Am 13. Februar 2019 veröffentlichte die Antragsgegnerin als Medieninhaberin der genannten Medien an den bezeichneten Stellen jeweils eine idente bezahlte Anzeige mit dem Titel „Österreichischer Starregisseur unter Betrugsverdacht“. Der angesprochene Leserkreis verstand diese Anzeige so, dass Prof. R***** den Antragsteller bei der Staatsanwaltschaft Wien wegen des Verdachts der Begehung des Betruges anzeigte, weil der Antragsteller 110.000 Euro von Prof. R***** betrügerisch herausgelockt habe. Weiters verstand der angesprochene Leserkreis die Veröffentlichung so, dass mittlerweile ein Teil der 110.000 Euro zurückgezahlt wurde, der Antragsteller aber nunmehr untergetaucht und nicht mehr erreichbar ist und der Antragsteller wegen des von Prof. R***** erlangten Geldbetrags im Verdacht steht, das Vergehen des schweren Betrugs begangen zu haben.
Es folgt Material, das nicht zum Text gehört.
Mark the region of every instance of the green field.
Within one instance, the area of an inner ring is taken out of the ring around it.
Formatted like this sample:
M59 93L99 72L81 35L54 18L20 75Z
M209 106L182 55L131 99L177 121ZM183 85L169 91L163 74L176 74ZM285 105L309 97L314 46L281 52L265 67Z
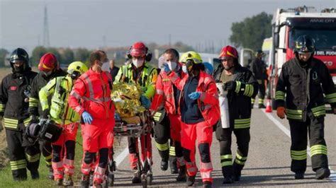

Die inkriminierte bezahlte Anzeige wurde weiters so verstanden, dass der Antragsteller auch bei einer weiteren Person Geldschulden aus einem Investment hat und auch für diese Person nicht mehr erreichbar ist. Die Leser verstanden die bezahlte Anzeige aber nicht so, dass auch dem Investment in das Filmprojekt eine strafbare Handlung zugrunde liegt. Die angesprochenen Leser erkannten, dass es sich bei dem inkriminierten Artikel um eine bezahlte Anzeige handelte.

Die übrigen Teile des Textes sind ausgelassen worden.